Higher borrowing costs encouraged more Americans to lock in rates before they head higher. The average rate for a 30-year fixed mortgage climbed to 4.4 percent in the week ended Aug. 15 from a record low of 3.31 percent in November, according to Freddie Mac.
“The increases in rates panicked some buyers,” Lawrence Yun, NAR chief economist, said at a news conference today as the figures were released. Higher borrowing costs “generally provide a sense of urgency to close” on home purchases.
Yun said that bigger increases in rates will “reduce the pool of eligible homebuyers” and the average 30-year mortgage may reach 5 percent by year-end.
Existing-home purchases are recovering from a 13-year low of 4.11 million reached in 2008. Annual sales peaked at 7.08 million three years earlier. A total of 4.66 million previously- owned houses were sold in 2012.
The Realtors group projects 5.05 million home sales this year, and Yun said that figure may soon be revised higher.
Sales climbed in all four U.S. regions, with the biggest gain in the Northeast.
Supply constraints, rising home prices and an improved labor market have benefited homebuilders, whose confidence climbed this month to the highest level since November 2005. A Commerce Department report last week showed housing starts advanced in July, paced by a rebound in construction of multifamily projects. Building permits also rose, signaling construction will keep rising.
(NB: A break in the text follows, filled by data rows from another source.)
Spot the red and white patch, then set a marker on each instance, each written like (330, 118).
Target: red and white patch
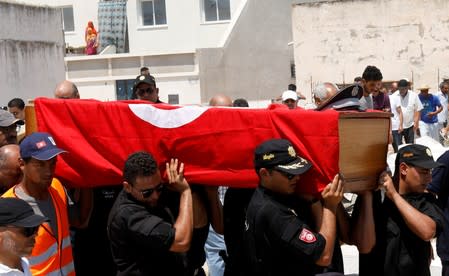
(41, 144)
(307, 236)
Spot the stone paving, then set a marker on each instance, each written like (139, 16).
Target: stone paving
(351, 261)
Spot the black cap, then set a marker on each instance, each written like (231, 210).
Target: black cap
(416, 155)
(17, 212)
(403, 83)
(148, 79)
(345, 99)
(279, 154)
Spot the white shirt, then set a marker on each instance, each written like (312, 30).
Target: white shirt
(409, 104)
(7, 271)
(442, 116)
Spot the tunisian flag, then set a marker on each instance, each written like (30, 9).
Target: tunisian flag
(216, 144)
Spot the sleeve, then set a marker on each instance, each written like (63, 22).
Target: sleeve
(72, 207)
(418, 106)
(427, 204)
(387, 102)
(436, 101)
(150, 231)
(393, 102)
(439, 175)
(297, 238)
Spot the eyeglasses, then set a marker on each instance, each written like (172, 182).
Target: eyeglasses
(148, 192)
(286, 174)
(141, 91)
(26, 231)
(10, 128)
(29, 231)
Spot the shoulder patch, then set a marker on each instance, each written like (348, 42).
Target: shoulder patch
(307, 236)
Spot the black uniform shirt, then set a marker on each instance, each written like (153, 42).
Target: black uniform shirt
(440, 186)
(278, 240)
(398, 250)
(141, 237)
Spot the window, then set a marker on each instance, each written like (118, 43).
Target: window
(124, 89)
(216, 10)
(153, 12)
(173, 99)
(67, 19)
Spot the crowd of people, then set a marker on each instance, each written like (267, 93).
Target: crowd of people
(148, 226)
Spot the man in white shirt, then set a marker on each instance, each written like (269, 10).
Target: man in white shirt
(443, 97)
(405, 103)
(18, 228)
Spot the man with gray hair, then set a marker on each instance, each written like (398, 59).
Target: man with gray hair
(324, 91)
Higher borrowing costs may be seeping into consumer confidence. A preliminary sentiment index from Thomson Reuters/University of Michigan fell in August to 80 from a six- year high of 85.1 a month earlier.
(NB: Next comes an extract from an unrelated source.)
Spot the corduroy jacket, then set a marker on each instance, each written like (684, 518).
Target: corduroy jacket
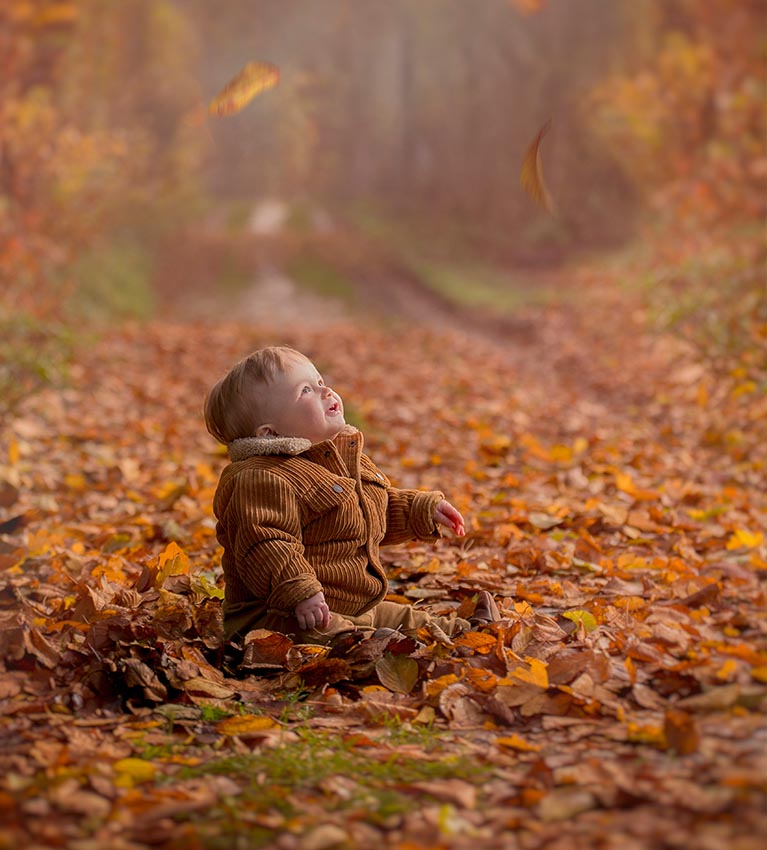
(295, 518)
The index on home-buying conditions dropped this month to the lowest level since February, Daniel Silver at JPMorgan Chase & Co. in New York, who had access to the data, said in an Aug. 16 research note.
Work began on 2.2 percent fewer single-family homes last month, with starts falling to a 591,000 annualized rate, the slowest since November, Commerce Department data showed last week.
Investors in July accounted for 16 percent of all existing- home sales, down from a peak of 22 percent in February, according to Yun.
The pickup in borrowing costs may start to work to the advantage of some home-buyers, who have been competing with investors during the housing rebound, Spencer Rascoff, chief executive officer of Zillow Inc., said on an Aug. 6 conference call. Zillow, the operator of the largest U.S. real-estate website, reported sales jumped 69 percent in the second quarter from a year earlier, topping the average estimate of nine analysts.
“What’s happening is investor buyers, cash buyers are moving out of the market, or they’re becoming a smaller portion of the market as mortgage rates rise,” Rascoff said. “So on some level, there’s actually something of a benefit of rising interest rates kind of getting cash buyers,” out of the market and helping traditional home-buyers win offers.